The Miami Herald/Palm Beach Post: High-Tech Proton Cancer Therapy Center Planned For Palm Beach County
Tired of sending patients to Jacksonville for the latest cancer treatment, a group of Palm Beach County doctors hopes to spend $30 million to build South Florida’s first proton therapy center. South Florida Radiation Oncology aims to join a nationwide building boom of proton centers, which feature high-tech radiation machines encased in concrete bunkers. Proponents say proton beams are so precise that they can radiate a tumor without damaging the healthy tissue around it (Ostrowski, 1/29).
Boston Globe: Tufts Seeks Top Trauma Label; Rivals Want Delay
Tufts Medical Center is seeking to become a level one trauma center, an elite designation that would bring more prestige and potentially more patients to the Boston teaching hospital. But the surgery chiefs at four of Tufts' competitors are questioning whether the city needs another top trauma center and have asked public health officials to delay their decision (Kowalczyk, 1/30).

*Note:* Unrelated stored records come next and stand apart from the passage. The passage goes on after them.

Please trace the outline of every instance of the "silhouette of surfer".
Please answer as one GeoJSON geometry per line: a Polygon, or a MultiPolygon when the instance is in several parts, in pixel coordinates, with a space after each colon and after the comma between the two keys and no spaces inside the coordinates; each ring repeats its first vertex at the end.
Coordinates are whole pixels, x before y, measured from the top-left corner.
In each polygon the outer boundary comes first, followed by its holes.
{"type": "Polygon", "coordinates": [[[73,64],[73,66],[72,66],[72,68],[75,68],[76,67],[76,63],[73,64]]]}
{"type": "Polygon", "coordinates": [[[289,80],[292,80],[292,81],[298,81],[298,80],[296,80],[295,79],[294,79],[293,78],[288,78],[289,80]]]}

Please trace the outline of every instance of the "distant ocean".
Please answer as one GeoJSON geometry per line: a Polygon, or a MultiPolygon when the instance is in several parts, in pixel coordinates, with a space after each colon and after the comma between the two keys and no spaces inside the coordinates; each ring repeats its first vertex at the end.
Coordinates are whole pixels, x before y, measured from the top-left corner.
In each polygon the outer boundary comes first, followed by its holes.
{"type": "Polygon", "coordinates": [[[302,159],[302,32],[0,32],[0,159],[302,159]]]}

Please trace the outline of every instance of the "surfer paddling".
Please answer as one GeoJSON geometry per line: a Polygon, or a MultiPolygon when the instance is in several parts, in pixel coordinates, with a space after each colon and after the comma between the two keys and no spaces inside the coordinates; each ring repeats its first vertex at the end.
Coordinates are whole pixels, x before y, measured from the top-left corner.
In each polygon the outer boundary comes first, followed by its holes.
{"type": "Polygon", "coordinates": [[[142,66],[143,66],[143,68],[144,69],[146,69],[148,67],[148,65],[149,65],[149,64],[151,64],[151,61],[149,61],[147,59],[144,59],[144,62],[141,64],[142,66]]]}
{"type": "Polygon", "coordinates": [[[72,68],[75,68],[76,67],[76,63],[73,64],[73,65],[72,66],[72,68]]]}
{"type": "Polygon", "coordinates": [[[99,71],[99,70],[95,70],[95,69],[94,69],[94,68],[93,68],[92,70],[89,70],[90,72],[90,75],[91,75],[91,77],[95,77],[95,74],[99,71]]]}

Milwaukee Journal Sentinel: State Hospitals Aim To Do No Harm
The Wisconsin Hospital Association has launched a statewide initiative, funded with money included in the federal health care reform law, to reduce both hospital-acquired conditions and readmissions. Roughly 100 hospitals plan to participate in the initiative. … The initiative is part of a national project announced last year by Health and Human Services Secretary Kathleen Sebelius to reduce hospital-acquired conditions by 40 percent and hospital readmissions by 20 percent by the end of 2013 (Boulton, 1/28).
Lund Report: Ambulatory Surgery Centers Seek Relevance While Lagging in Transparency
Oregon ambulatory surgery centers want to be an integral part of any newly formed Coordinated Care Organization. But some question just how transparent the 86 freestanding outpatient centers in the state are when it comes to reporting quality. Participation by ASCs in the Oregon Patient Safety Commission has been slow, now with 58 percent of the facilities reporting severe medical errors. By comparison, all of Oregon's hospitals are currently taking part in the hospital error-reporting program. And more than 75 percent of nursing homes have agreed to participate (Rosenfield, 1/27).